ROANOKE TIMES Copyright (c) 1996, Roanoke Times DATE: Monday, December 9, 1996 TAG: 9612090091 SECTION: EDITORIAL PAGE: A-7 EDITION: METRO SOURCE: JAMES L. PAYNE
MOST AMERICANS think when Congress passes a law and the president signs, that's it - the law of the land has been decided, and everyone has to abide by it. But what if the bureaucrats who implement the law decide they don't like it? Can they undermine the law by the way they carry it out?
You bet they can. A case in point: Congress recently ended the entitlement to welfare, handed assistance programs to the states, and required some welfare recipients to work. But that doesn't mean welfare reform is going to happen, at least the way Congress thinks.
Why? Because those carrying out Congress' orders - America's 600,000 social workers - bitterly oppose the new reforms. They are in a position to undermine the program in a number of ways.
Think about it: The social workers who administer the new policies can fail to be inspiring mentors to welfare recipients who need to be motivated and guided to find jobs.
Instead of urging them to take responsibility for their lives and get to work, social workers can encourage whining and blaming others. Instead of chiding welfare recipients for bad habits and urging constructive change, social workers can excuse their dysfunctional lifestyles.
Worst of all, social workers can undermine reform by overusing exemptions to new requirements. The new welfare-reform legislation is laden with escape clauses that permit case workers to exempt clients from requirements on the grounds of hardship, family needs and so on. By applying these exemptions liberally, social workers can defeat the aim of the legislation.
In Michigan, for example, social workers already have undermined the state's policy of requiring unwed teen mothers to live with responsible adults - simply by exempting the teens in question. In Ingham County, 74 of 85 indigent teen-age mothers under age 18 were allowed to keep their welfare checks and their independent lifestyles because social workers decided that adult supervision would jeopardize their ``emotional and physical well-being.''
This is in line with teaching at the various schools of social work, which award 11,000 bachelor's and 13,000 master's degrees yearly. Today's social workers are steeped in the idea that any kind of suffering or being in need is wrong.
Even the anticipation of deprivation, which can motivate all sorts of constructive choices - from getting up in the morning to look for a job to avoiding unwed pregnancy or drug and alcohol abuse - is overlooked in favor of coddling and handouts. ``Human suffering is undesirable and should be prevented, or at least alleviated, whenever possible,'' declares Herbert Bisno in ``The Philosophy of Social Work.''
Of course, since neediness is always wrong, filling someone's needs is always right. The ``code of ethics'' of the National Association of Social Workers defines the social worker as a giveaway agent in sweeping terms: ``The social worker should act to ensure that all persons have access to the resources, services and opportunities which they require.''
In other words, instead of urging people to obtain what they require through their own energy and perseverance, social workers are instructed to give it to them.

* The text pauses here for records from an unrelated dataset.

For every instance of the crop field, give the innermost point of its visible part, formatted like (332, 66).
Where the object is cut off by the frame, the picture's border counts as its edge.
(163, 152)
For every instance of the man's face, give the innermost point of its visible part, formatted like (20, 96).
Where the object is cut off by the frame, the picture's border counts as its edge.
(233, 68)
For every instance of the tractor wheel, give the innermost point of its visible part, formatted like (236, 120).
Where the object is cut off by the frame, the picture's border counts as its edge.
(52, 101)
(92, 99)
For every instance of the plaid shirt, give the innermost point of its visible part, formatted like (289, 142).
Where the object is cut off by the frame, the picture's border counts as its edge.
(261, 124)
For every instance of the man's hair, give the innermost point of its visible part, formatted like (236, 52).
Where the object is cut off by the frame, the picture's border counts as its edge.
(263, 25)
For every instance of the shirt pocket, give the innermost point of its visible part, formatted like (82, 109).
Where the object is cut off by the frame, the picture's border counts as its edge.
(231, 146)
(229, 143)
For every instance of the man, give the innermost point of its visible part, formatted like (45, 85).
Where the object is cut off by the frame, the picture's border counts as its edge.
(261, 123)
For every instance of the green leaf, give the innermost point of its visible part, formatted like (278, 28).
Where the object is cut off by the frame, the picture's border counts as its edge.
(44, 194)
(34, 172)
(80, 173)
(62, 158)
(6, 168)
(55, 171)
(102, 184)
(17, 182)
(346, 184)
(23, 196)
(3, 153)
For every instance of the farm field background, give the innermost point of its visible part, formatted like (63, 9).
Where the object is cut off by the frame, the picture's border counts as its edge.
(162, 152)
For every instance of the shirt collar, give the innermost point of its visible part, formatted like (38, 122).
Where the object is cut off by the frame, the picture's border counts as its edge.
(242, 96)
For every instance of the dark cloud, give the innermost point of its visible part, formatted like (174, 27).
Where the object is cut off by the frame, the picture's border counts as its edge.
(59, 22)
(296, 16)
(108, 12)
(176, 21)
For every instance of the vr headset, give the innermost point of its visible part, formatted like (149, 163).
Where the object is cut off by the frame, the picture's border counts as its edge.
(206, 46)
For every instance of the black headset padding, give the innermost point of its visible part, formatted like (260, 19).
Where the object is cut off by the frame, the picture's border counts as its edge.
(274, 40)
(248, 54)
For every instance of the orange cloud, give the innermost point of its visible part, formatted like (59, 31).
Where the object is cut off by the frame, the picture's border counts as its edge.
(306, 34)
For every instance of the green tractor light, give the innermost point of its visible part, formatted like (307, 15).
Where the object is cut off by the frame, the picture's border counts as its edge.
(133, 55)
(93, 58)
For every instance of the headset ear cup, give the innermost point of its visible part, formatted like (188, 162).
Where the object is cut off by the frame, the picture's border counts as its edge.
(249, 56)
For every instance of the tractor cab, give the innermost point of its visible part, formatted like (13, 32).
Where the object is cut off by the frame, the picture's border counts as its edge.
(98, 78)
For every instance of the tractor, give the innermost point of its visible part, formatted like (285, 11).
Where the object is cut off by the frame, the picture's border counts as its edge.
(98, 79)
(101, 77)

In the textbook ``Social Welfare: A Response to Human Need'' (1994), work is disparaged. ``The belief that each person should be responsible for meeting his or her own needs'' is labeled ``rugged individualism'' and dismissed: ``This situation is neither possible in contemporary society nor desirable in terms of optimal human growth and development,'' the book says.
Inculcated with such attitudes, it is little wonder that social workers have resisted the new welfare reforms, which demand constructive behavior of clients. The NASW has opposed all efforts to trim welfare benefits and to require work. It warmly endorsed President Clinton for re-election on the strength of his veto of the welfare-reform bill in late 1995, then was furious when he signed a similar bill a few months later.
Consequently, state officials are discovering they need a new breed of employee to handle the new reforms. They are looking for case workers who will urge clients to stop acting helpless and who see denying benefits as part of the therapy of breaking dependency.
California's Director of Social Services, Eloise Anderson, says social workers are ``the wrong group of people'' to deal with the poor. ``They're running out and talking to people and going [she mimics a pitying tone] `Oh dear, something's wrong with you? Oh let me help you.' It's just wrong. The question is, `What do you need to get on your feet?'''
In places where demanding programs are in place, administrators are turning to employees with non-social-work backgrounds, and even to private firms, to manage the caseload. In Riverside, Calif. - which has the state's most successful workfare program - social workers are ``a nonexistent classification'' among case workers, according to spokesman John Rodgers.
Until the social-work establishment rethinks the attitudes and philosophy that have brought them, and the welfare system they have operated, into disrepute, social workers will continue to do a disservice to those welfare reform is supposed to help: the poor.
James L. Payne is a Bradley Fellow at The Heritage Foundation. This article is adapted from one he wrote for Heritage's magazine Policy Review: The Journal of American Citizenship.